Dr. Vishy Ramamurthy
3:30 PM / Life Sciences Building rm. G23
Cytoskeletal changes and Sensory Disorders: As described in several textbooks, microtubules (MTs) have traditionally been considered uniform tubular structures. However, MTs play diverse roles in mediating various cellular functions. How, then, can a uniform structure fulfill such a wide range of functions? The prevailing view in the field is that functional diversity is achieved through a "tubulin code." In this talk, I will illustrate this concept and its significance in hearing and vision using mouse models. Also, I will briefly talk about our ongoing research on potential connections between glial cells and photoreceptor neurons, as well as the role of the actin network.
Dr. Moriah Katt
3:30 PM / Life Sciences Building rm. G23
Dr. Miriam Leary
3:30 PM / Life Sciences Building rm. G23
Enhancing Retention and Student Success in Undergraduate Physiology Programs: Student retention in undergraduate physiology programs is a growing concern, particularly in Appalachia, where college attendance and graduation rates are historically low.

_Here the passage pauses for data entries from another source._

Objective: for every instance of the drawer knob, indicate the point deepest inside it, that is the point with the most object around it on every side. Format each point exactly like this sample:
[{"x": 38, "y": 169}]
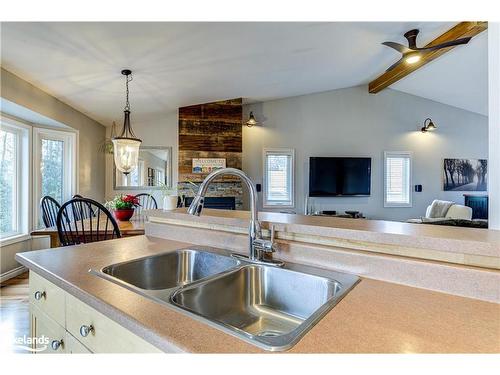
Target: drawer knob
[
  {"x": 85, "y": 330},
  {"x": 56, "y": 344},
  {"x": 39, "y": 295}
]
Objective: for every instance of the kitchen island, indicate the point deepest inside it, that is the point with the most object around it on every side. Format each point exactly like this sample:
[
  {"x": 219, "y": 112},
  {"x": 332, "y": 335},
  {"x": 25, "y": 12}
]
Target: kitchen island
[{"x": 375, "y": 317}]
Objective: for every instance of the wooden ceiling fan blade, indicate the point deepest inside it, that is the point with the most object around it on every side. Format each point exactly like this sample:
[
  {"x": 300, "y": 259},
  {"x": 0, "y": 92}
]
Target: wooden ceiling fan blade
[
  {"x": 411, "y": 37},
  {"x": 447, "y": 44},
  {"x": 398, "y": 47},
  {"x": 395, "y": 64}
]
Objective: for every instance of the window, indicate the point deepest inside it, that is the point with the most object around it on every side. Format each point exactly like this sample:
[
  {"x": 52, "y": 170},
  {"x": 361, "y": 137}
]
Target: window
[
  {"x": 54, "y": 167},
  {"x": 14, "y": 179},
  {"x": 397, "y": 179},
  {"x": 279, "y": 178},
  {"x": 134, "y": 178}
]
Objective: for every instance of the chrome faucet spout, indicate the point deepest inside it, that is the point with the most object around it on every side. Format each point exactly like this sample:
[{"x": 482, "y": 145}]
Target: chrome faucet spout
[{"x": 257, "y": 245}]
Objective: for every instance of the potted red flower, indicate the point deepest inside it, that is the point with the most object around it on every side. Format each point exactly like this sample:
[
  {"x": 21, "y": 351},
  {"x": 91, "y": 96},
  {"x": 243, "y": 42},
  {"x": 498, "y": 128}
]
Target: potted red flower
[{"x": 123, "y": 206}]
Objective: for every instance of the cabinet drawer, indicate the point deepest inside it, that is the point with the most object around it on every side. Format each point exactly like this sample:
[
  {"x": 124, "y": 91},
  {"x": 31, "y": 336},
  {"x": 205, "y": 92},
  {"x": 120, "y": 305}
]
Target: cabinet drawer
[
  {"x": 103, "y": 334},
  {"x": 47, "y": 333},
  {"x": 73, "y": 346},
  {"x": 49, "y": 298}
]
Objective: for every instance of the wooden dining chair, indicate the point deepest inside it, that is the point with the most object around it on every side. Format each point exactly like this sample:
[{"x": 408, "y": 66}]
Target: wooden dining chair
[
  {"x": 87, "y": 212},
  {"x": 49, "y": 208},
  {"x": 147, "y": 202},
  {"x": 74, "y": 228}
]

This presentation synthesizes findings from multiple studies examining factors influencing first-time, full-time student retention, with a focus on at-risk populations, including first-generation college students and those with lower academic preparation. This research examines the impact of academic preparedness, cohort scheduling, classroom design, and targeted interventions—such as first-year seminars, flipped classrooms, and integrated support structures—on student retention and success. Findings suggest that while these strategies enhance social integration and perceptions of faculty engagement and academic experience, their impact on retention is more complex. This work highlights strategies for early identification of at-risk students and emphasize the need for evidence-based, student-centered approaches to improving retention in physiology-related programs.
Dr. Laurel Lynch
3:30 PM / Life Sciences Building rm. G23
Exploring how disease-induced scavenger declines impact ecosystem function: On the small Australian island-state of Tasmania, the progressive spread of a transmissible and highly lethal cancer is threatening Tasmanian devils (Sarcophilus harrisii) with extinction. The resulting natural experiment—where devil population densities vary from 5% of carrying capacity in the east of Tasmania to 90% of carrying capacity in the west—offers a rare opportunity to test whether the decline of an apex scavenger can scale up to impact ecosystem processes. Our team of community and ecosystem ecologists, evolutionary biologists, and forest scientists have spent the past several years exploring how devil declines impact scavenger foodwebs, carcass decomposition, soil biogeochemistry, and forest carbon sequestration. We found that carcasses in high devil-density areas were consumed far more rapidly and thoroughly than those in low-devil density areas, reducing nutrient flow belowground. In contrast, carcasses that were slowly consumed by a diverse scavenger network (e.g., mesopredators, avians, invertebrates), delivered up to 47 times more nitrogen and 11 times more phosphate to soils directly below the carcass, significantly altering microbial community composition and function. Because devils concentrate carcass-derived elements in their scat, we next fused experimental data and modeling to test whether dispersed inputs could subsidize forest productivity. We found that devil scat inputs are likely to sustain, or increase, above and belowground net primary productivity and microbial biomass carbon through the year 2100. In contrast, replacing devil scat with lower-quality scat inputs (e.g., from non-bone-consuming scavengers and herbivores) caused forest carbon pools to increase more slowly, or decline, under expected increases in temperature and changes in precipitation. Because ecosystem processes are responsive to many drivers, our results in Tasmania highlight the importance of considering how multiple global change factors (e.g., biodiversity loss, biotic-abiotic feedbacks, climate change) scale up to impact current and future ecosystem function.